Every person who has ever lived in Ireland has heard of Oliver Cromwell. Even the gods have heard of him by now. Insofar as the Arans are part of Ireland, always a matter for debate—for either they are islands entire of themselves, or they are the quintessence of Irishness, unless perhaps the two are the same—the people here, too, retain a deep and scarred memory of that terrible man. He and his army crossed Inis Mór in 1650. He incarcerated many priests on Inis Oírr, and you can still hear their ghostly orisons when the wind is easterly. So, it will surprise nobody that Cromwell left his mark even on Inis Caillte, the fourth Aran island, the lost one.
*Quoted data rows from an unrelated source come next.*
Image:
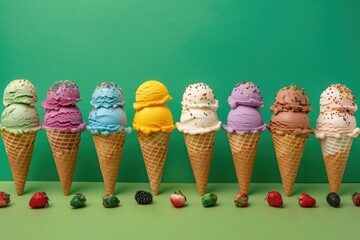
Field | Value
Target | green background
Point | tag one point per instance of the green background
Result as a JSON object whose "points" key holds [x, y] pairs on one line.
{"points": [[272, 43]]}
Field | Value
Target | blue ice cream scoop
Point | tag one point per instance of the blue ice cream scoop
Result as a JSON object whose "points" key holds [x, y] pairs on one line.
{"points": [[107, 120], [106, 95]]}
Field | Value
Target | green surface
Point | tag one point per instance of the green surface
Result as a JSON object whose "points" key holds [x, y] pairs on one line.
{"points": [[162, 221], [272, 43]]}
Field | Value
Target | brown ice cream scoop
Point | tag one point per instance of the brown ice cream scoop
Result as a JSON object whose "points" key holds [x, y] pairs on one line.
{"points": [[290, 122], [291, 98]]}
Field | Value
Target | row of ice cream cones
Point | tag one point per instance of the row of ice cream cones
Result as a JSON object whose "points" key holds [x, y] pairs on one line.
{"points": [[153, 122]]}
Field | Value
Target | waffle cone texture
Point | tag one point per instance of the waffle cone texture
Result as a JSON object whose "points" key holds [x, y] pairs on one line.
{"points": [[64, 146], [19, 149], [154, 147], [335, 152], [109, 151], [243, 150], [289, 149], [200, 148]]}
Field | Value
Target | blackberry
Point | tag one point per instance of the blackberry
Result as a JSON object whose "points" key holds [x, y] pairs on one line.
{"points": [[143, 197], [209, 200], [333, 199], [78, 201], [110, 201]]}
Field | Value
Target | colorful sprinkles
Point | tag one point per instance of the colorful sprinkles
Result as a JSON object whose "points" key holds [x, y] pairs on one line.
{"points": [[61, 86], [199, 92], [248, 88]]}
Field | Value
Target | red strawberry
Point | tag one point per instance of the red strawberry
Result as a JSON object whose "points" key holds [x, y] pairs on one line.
{"points": [[39, 200], [356, 198], [241, 199], [178, 199], [4, 199], [305, 200], [274, 199]]}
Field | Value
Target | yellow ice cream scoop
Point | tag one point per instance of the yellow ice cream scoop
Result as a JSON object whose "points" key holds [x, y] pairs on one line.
{"points": [[151, 93], [153, 119]]}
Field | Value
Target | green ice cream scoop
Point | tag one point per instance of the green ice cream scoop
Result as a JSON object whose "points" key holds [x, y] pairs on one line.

Thus, the first person that Jim Conneely met on Inis Caillte was a camp follower from Cromwell’s army. Of all kinds of human being that it is possible to be, a Cromwellian camp follower is one of the worst. Sex and Puritanism are hard companions. The Wars of the Three Kingdoms were hard on all of the men in all of the armies, but let it be said now that they were even harder on the women. It must be reckoned to Jim Conneely’s credit that he perceived this almost at once.

The first that he noticed of Meg Haylock was her scarred hand on his gunwale, pulling the currach gingerly in to shore. She had been cut by a sword and was missing her little finger. When he looked up at her face, he saw it was heavily scarred by what he thought must have been the pox, though it turned out to be the bubonic plague.

“Hup,” she said to him with a quick jerk of her head, indicating the rocky beach. He hopped out of the boat and collapsed as his frozen knees gave way. He crawled forward and helped her heave the currach gently over the rocks. It was so astonishing that the hide wasn’t ripped to shreds already that it seemed a shame to tear it now. The two of them got the little craft above the water line.

“Who are you?” he asked when he got his breath back.

“Meg Haylock,” she said. Her voice was deep and burry.

“Where do you come from?”

“Huntingdon.”

“And where’s that?”

“Near Cambridge.”

“You don’t mean to tell me that this is England?”

“No,” said Meg, “this isn’t England.” As it happens, she was speaking English, a language that Jim did not know. He only worked that out later. But the first rule is that all of the lost can understand each other. It’s an admirable rule.

“How did you end up here? Do you know?” asked Jim.

“One minute, I was being crushed into the mud by fleeing men, and then I was here,” replied Meg.

“And how did you feel?” asked Jim, as this seemed important.